We spoke on the first panel along with our PLF colleague Jim Burling and sometimes opposing counsel (but also a friend), Brad Saito (Deputy Corporation Counsel, City & County of Honolulu). (And what appears to be a massive microphone — very Hitchcockian.)
The topic was regulatory takings. Jim walked us through the key issues, including public use in eminent domain, Penn Central, rent control, the upcoming Pung arguments, and access to federal courts for property claims. Brad provided the alternative (government/public) viewpoint.

We spoke about where we think property law, and property rights are heading (after all, the title of the Conference is “The Future of Property”). Here’s a summary of our remarks:
The future of property is bright. Unfortunately, it sometimes gets treated as a hidebound, archaic topic by our nation’s law schools. But property, property law, and property rights law, retain vital importance. If there’s a definition of property, its how we define our relation with the world – a relationship not based on duty (tort), or agreement or reliance (contract), but on either use or exclusion, depending on your preferred theory.
And before we can look forward to property’s future, we need to look back. Maybe not as far back as the Supreme Court seems to do a lot these days with its frequent citations to Magna Carta, Blackstone, and Grotius. But at least to the past century.

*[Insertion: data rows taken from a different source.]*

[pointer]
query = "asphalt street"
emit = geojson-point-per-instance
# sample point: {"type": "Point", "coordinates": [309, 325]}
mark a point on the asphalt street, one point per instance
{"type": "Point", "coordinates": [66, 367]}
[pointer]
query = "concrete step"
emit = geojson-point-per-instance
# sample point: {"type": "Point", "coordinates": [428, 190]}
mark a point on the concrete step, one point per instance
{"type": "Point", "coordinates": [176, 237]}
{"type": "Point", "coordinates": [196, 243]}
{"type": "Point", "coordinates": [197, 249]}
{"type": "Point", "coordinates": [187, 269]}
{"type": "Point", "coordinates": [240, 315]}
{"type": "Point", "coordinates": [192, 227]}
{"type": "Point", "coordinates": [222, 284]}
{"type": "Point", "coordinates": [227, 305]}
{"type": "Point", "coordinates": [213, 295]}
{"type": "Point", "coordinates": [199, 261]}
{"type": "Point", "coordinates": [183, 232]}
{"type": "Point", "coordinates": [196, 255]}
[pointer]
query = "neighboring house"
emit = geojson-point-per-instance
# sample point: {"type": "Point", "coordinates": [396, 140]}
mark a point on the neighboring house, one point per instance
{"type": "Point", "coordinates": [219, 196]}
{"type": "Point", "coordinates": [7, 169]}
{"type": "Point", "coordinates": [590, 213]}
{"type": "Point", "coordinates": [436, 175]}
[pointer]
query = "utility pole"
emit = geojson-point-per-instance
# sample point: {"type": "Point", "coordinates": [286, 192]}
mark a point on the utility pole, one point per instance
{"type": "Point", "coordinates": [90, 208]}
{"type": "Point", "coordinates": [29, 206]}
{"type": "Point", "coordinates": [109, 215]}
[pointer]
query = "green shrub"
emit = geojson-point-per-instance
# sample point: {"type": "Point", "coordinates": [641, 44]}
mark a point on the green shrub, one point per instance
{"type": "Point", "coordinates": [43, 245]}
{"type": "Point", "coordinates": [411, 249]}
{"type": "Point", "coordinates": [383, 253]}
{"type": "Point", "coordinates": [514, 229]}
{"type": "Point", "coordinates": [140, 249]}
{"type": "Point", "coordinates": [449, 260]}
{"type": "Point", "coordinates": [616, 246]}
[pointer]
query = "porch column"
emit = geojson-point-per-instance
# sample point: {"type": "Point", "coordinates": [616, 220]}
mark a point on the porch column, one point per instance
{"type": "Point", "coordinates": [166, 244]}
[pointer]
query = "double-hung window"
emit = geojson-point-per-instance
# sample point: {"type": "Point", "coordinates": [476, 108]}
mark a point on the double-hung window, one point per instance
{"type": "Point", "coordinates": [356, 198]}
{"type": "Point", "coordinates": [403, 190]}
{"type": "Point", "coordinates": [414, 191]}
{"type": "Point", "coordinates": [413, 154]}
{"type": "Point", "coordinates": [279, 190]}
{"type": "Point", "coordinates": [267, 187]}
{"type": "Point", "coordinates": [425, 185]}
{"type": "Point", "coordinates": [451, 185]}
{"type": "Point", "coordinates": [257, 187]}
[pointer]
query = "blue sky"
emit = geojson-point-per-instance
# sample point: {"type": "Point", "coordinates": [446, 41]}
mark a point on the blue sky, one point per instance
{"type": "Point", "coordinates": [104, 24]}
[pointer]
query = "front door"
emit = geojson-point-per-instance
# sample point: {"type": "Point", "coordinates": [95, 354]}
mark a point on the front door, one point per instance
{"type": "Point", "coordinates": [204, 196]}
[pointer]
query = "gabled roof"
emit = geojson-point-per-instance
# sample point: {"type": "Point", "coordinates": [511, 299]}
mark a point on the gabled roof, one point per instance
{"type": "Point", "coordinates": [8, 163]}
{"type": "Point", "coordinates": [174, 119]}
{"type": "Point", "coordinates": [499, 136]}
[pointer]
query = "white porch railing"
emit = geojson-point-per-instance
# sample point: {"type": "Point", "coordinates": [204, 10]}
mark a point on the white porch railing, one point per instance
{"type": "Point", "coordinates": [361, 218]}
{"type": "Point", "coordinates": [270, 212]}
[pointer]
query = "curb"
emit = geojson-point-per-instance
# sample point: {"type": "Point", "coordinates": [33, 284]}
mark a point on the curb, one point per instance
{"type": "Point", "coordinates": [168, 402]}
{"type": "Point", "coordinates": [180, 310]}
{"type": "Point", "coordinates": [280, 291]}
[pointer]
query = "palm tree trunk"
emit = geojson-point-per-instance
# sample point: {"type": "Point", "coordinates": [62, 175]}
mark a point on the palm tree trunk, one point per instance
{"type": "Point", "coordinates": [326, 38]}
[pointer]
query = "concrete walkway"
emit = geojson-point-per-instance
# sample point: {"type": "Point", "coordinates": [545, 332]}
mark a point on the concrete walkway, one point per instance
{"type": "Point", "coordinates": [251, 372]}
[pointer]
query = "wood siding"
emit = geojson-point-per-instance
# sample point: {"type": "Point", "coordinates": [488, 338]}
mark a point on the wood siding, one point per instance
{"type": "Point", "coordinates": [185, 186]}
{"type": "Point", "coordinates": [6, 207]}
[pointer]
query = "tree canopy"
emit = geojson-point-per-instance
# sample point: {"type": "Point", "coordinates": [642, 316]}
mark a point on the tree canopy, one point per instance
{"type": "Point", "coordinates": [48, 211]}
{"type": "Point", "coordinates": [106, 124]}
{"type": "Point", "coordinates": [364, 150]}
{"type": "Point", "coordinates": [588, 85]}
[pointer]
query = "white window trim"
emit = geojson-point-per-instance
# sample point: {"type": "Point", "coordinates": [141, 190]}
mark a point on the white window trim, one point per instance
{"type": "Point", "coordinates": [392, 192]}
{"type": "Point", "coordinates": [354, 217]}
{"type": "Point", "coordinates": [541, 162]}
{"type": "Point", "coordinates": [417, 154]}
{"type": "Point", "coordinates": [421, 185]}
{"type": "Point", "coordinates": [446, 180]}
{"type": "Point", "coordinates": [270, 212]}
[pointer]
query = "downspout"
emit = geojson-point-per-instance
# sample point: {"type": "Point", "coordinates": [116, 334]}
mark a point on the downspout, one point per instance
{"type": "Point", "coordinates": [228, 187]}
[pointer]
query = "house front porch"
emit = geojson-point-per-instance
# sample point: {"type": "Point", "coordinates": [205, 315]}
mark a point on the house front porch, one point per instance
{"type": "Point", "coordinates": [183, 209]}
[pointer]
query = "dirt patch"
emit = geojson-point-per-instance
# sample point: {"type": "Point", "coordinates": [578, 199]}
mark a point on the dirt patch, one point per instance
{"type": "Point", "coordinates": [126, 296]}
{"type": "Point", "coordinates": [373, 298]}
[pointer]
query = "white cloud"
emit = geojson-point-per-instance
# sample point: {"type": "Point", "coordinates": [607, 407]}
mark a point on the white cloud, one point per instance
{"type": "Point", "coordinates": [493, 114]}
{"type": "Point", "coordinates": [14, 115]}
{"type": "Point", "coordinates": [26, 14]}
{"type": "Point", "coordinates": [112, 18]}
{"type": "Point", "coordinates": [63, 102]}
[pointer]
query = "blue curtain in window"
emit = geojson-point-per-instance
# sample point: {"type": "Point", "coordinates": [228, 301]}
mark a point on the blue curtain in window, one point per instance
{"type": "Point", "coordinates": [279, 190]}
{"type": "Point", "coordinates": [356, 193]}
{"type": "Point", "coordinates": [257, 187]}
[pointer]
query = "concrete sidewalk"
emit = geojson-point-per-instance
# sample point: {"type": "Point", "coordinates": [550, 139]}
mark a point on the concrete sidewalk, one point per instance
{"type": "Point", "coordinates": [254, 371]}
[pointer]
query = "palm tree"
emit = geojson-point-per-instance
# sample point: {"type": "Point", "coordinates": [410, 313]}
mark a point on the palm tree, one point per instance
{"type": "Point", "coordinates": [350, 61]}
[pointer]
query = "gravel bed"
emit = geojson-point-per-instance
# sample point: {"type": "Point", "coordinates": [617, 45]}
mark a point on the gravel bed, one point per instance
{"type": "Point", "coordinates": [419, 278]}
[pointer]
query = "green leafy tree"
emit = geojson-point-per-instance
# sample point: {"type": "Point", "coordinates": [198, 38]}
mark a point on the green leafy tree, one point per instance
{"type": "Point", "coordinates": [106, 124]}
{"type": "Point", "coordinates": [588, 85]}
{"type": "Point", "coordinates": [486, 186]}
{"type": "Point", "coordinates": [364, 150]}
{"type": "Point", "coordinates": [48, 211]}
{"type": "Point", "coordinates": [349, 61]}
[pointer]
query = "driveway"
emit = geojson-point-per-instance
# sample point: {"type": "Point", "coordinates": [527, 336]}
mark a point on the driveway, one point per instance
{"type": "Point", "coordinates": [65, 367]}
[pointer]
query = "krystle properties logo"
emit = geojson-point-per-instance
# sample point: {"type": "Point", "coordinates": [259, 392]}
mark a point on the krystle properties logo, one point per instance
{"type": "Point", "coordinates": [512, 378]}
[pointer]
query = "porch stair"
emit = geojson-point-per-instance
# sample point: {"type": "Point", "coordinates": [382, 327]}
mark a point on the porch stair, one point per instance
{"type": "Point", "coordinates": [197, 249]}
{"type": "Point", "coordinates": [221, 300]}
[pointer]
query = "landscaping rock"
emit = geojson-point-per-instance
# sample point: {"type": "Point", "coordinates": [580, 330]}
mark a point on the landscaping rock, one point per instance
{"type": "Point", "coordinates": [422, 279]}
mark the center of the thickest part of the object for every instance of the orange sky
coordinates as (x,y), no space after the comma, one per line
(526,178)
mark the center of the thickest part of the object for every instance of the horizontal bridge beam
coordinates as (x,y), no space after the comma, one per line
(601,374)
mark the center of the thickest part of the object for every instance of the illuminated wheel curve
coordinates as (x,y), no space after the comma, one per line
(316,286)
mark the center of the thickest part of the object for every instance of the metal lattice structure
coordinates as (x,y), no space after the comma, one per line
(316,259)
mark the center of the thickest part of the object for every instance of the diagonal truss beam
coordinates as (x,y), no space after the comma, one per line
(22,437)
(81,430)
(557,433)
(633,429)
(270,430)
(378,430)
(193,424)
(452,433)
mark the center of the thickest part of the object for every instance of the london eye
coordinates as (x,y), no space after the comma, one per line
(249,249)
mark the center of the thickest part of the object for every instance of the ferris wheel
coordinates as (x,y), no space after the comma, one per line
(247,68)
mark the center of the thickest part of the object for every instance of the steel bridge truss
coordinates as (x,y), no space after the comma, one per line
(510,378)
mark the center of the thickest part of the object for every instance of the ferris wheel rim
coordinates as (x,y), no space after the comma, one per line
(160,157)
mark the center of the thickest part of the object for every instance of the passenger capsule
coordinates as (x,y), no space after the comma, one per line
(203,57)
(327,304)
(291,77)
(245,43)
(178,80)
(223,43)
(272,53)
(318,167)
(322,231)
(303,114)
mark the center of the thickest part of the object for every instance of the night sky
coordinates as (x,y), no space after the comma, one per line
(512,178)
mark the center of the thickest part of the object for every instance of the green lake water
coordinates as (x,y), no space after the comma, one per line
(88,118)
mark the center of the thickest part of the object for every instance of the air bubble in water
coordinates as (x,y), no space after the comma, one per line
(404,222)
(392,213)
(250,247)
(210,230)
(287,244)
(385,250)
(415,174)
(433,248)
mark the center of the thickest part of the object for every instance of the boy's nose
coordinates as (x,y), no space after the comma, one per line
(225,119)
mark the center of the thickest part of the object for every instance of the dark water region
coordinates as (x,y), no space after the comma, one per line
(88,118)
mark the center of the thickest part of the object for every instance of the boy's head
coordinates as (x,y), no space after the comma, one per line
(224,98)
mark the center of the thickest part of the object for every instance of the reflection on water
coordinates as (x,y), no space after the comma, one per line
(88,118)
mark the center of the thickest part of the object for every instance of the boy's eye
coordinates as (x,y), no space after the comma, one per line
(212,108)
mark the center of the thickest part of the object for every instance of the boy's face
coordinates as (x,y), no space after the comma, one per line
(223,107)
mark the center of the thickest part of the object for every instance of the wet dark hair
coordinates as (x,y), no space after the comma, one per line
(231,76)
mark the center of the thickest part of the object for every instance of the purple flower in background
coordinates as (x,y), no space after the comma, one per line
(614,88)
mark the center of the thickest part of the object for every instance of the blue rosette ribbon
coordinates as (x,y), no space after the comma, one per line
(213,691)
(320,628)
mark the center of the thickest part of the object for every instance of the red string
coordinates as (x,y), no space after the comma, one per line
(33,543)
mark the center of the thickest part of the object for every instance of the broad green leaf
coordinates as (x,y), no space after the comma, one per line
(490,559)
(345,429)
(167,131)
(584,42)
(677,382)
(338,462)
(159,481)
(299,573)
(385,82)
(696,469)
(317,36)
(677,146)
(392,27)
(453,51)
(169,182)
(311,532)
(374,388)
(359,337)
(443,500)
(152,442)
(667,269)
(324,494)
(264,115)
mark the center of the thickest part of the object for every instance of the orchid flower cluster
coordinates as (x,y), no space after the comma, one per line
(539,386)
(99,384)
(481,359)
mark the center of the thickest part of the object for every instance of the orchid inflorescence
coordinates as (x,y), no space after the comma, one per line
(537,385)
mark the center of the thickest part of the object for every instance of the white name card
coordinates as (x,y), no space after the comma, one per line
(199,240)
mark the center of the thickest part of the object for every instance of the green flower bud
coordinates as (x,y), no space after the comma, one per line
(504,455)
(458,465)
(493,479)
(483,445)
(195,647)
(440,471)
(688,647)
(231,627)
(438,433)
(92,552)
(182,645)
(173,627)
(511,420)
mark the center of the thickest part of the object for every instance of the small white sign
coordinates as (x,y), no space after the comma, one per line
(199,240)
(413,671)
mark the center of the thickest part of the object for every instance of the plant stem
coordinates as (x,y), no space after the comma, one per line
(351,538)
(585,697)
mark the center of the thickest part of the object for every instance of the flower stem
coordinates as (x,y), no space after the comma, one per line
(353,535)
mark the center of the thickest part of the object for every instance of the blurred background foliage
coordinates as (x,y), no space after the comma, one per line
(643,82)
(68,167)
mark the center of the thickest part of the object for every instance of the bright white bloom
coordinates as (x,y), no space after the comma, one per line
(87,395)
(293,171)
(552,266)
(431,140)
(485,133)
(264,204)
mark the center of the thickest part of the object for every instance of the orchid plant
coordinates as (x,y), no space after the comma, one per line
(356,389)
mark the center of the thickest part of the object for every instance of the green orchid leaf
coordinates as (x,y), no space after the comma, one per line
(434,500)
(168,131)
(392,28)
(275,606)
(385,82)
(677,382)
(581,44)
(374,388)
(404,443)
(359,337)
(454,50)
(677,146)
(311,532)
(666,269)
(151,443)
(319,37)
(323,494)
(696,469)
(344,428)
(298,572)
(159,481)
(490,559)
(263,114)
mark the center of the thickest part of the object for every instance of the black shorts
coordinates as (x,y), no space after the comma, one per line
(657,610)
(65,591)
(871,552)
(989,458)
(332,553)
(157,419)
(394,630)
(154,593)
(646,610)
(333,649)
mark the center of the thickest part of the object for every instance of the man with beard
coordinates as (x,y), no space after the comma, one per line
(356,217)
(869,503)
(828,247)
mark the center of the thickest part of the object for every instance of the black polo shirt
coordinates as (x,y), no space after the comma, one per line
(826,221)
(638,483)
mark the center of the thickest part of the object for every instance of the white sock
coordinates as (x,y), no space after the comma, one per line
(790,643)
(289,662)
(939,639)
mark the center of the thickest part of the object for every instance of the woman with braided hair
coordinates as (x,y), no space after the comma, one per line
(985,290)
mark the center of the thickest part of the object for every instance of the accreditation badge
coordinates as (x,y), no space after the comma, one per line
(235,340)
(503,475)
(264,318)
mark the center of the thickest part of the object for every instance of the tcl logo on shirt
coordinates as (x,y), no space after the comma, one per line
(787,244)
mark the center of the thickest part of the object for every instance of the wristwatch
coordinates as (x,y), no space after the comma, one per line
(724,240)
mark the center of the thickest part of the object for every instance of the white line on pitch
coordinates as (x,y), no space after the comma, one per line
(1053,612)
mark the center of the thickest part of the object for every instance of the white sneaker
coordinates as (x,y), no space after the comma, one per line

For it was 100 years ago that the two main threads in constitutional property challenges emerged: Euclid establishing the notion that the rational basis standard meant that the Court was relegating the task of keeping government from acting arbitrarily and capriciously to political processes, while Pennsylvania Coal established the limiting principle that if government action “goes too far” into private property rights, it will be treated as a de facto taking.
Because the Court has not been willing to scale back the rational basis test, or revisit liberty as a fundamental right, the regulatory takings limitation remains the most significant judicial bulwark protecting individual autonomy.
On that topic, I see three big issues in property law and property rights that we should continue to watch for.
Judges or juries. Who makes the call? Will the Court continue to allow the judicial branch to gatekeep private property issues, or will it allow the most populist form of democracy (the civil jury) to determine when justice and fairness require that public benefits be paid for by the public as a whole? We note that the Hawaii Supreme Court recently held that the presumption is that just compensation is determined by juries, and not subject to judicial gatekeeping.
Access to courts. In a similar vein, what is the role of the federal courts in protecting the federal constitutional right of private property? The federal courthouse door was cracked back open again by Knick, and while that case is rightly celebrated for doing so, there’s a lot of work left to do. A very good example of this is a decision from the U.S. District Court for the District of Hawaii holding that the immediate possession procedures in the Hawaii eminent domain code are Erie procedural, and thus not applicable in an eminent domain case removed to federal court.
Second Founding Property. Finally, the third issue to watch is not so much a doctrinal question, but more a policy or vibe thing. Property rights are, as Professor Mitchell reminds us, are civil rights. The originalist approach to private property has focused almost exclusively on the meaning of private property at time of adoption of the Constitution and Fifth Amendment. But equally important is the Fourteenth Amendment’s vision of property under the Due Process Clause, and the importance of private property at incorporation. After all, there’s little question that the first priority of emancipated persons after the Civil War was family reunification, but a close second was the acquisition of private property, for property was viewed as the bulwark against oppression. We should be reminding ourselves that property rights are central to our vision of individual autonomy and freedom.

Professor Inafranca delivered the keynote on the housing panel. His bottom line: optimistic. (We agree.) This photo also reflects the great turnout (both in-person and online).

Professor Smith, updating us on the American Law Institute’s Restatement of Property project, which he leads.

Professor Merrill, speaking on coastal zone property, background principles of state property law (and the Lucas decision) and Stop the Beach Renourishment. And the Hawaii Supreme Court’s infamous Kauai Springs case.
As we noted in the preview post, the Conference is not only serving as a great discussion of dirt law, but also a very good excuse to be in Honolulu mid-winter. We were in a dramatically different climate just a short time ago, so the gentle, fragrant breezes that the University of Hawaii at Manoa is known for have been a welcome thaw. And it was good to see a New York colleague whom we last saw in frozen Savannah, who took us up on the suggestion and joined us.